The game received positive reviews, holding an average of 80 on Metacritic based on 68 reviews and an 80.62% on GameRankings. In Japan, four critics from Famitsu gave the game a total score of 35 out of 40. GameSpot awarded the game an 8 out 10, praising the level design, graphics, soundtrack, use of 3D, controls, and lasting appeal. Polygon gave it a 7.5 out of 10, praising its innovative level design but criticizing the overall aesthetics as "simple" and "drab" in comparison to earlier games. Hardcore Gamer gave the game a 4 out of 5 calling it a "one of the best handheld iterations in the beloved Nintendo franchise."
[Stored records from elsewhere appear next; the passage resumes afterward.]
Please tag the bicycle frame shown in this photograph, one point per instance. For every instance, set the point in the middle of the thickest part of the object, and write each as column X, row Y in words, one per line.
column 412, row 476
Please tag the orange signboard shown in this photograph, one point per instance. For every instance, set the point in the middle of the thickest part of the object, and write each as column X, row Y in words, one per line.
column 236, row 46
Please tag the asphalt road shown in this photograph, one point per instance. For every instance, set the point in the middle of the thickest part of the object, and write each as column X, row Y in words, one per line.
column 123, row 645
However, IGNs Jose Otero gave it a 6 out of 10, praising its boss battles and use of the 3D, but strongly criticizing its low difficulty. He stated, "Kirby Triple Deluxe may look great and has some clever ideas for how to use 3D, but falls into a rut of simple platforming and puzzles that rarely require any thought or skill. I admire that it tries to give us more powers and abilities to play with than ever before, but that empowerment shouldn't come at the expense of any real difficulty."

Aggregate scores
| Aggregator | Score |
|---|---|
| GameRankings | 80.62% |
| Metacritic | 80/100 |
| OpenCritic | 75% recommend |

Review scores
| Publication | Score |
|---|---|
| Destructoid | 8/10 |
| Digital Trends | 4.5/5 |
| Edge | 7/10 |
| Electronic Gaming Monthly | 9/10 |
| Eurogamer | 8/10 |
| Famitsu | 35/40 |
| Game Informer | 8.5/10 |
| GameSpot | 8/10 |
| GamesRadar+ | 3.5/5 |
| IGN | 6/10 |
| Nintendo Life | 7/10 |
| Nintendo World Report | 8/10 8.5/10 |
| Official Nintendo Magazine | 87% |
| PCMag | 4/5 |
| Polygon | 7.5/10 |
| The Guardian | 4/5 |
| Hardcore Gamer | 4/5 |
| USGamer | 4/5 |

===Sales===
As of March 2015, the game has sold 1.78 million units worldwide. As of December 31, 2022, Kirby's Triple Deluxe had sold 2.66 million copies worldwide, making it the 27th best-selling game for the Nintendo 3DS.